02 October 2006

Being vs. Doing

I met with Pastor Dan on Friday to catch up. We talked about life and ministry...it was a good chat. Something that came up was a discussion about the way I've been approaching my job at the church. I've come at it very much focused on meeting goals and proving myself by my performance. It's odd cuz that hasn't always been my style but I'm putting a lot of pressure on myself to succeed...for my family and for my plans to have a career in ministry. In a lot of ways I feel like my lack of goal-orientedness was my downfall when I was interim at Lakeview. I was to busy just "being"...being a youth pastor, being a student, being a leaders of the youth leaders etc. I didn't focus enough on the doing. When speaking with Dan he pointed out that I was swaying more in the other direction. He said I was too focused on tasks and results and he was more intersted in me working at being. Being a strong Christian, being a good husband, being a good father, being a good staff member etc. This being vs doing thing is really "doing my head in". (pardon the British saying, I just finished watching an episode of Britain's Next Top Model) I understand both sides but it's so hard to strike the right balance. I guess that's why I have great people around me...for guidance and support. If I fall behind in either the Being or Doing there are people in my life, who I know care for me, that will help me get on track. And there is also this other great supporter of mine...GOD. He has my best interests in mind and I really feel that after years of struggling he's finally molding me into the grown man he wants me to be.

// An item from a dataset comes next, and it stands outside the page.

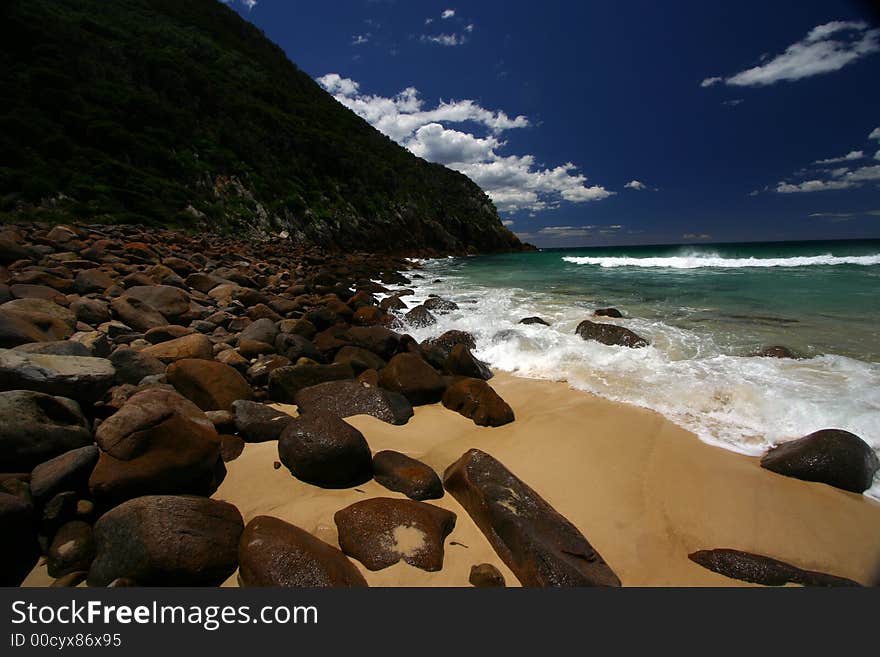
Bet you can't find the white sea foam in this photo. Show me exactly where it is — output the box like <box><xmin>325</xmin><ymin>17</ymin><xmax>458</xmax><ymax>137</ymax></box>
<box><xmin>392</xmin><ymin>262</ymin><xmax>880</xmax><ymax>499</ymax></box>
<box><xmin>562</xmin><ymin>253</ymin><xmax>880</xmax><ymax>269</ymax></box>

I'm not saying I'm there yet but I really do feel confident that I have moments of maturity that weren't there before. I need to learn how to trust God's leading in my life and stop Being/Doing my own way. That's a lesson that is hard for most Christians and is especially hard for me. I am bit of a control freak...it's the only child thing. Anyways...in the next couple of weeks I plan to work on balancing the being and the doing.

1 comment:

Shane Sowden said...

Cool stuff. Sounds like you are working with a good pastor.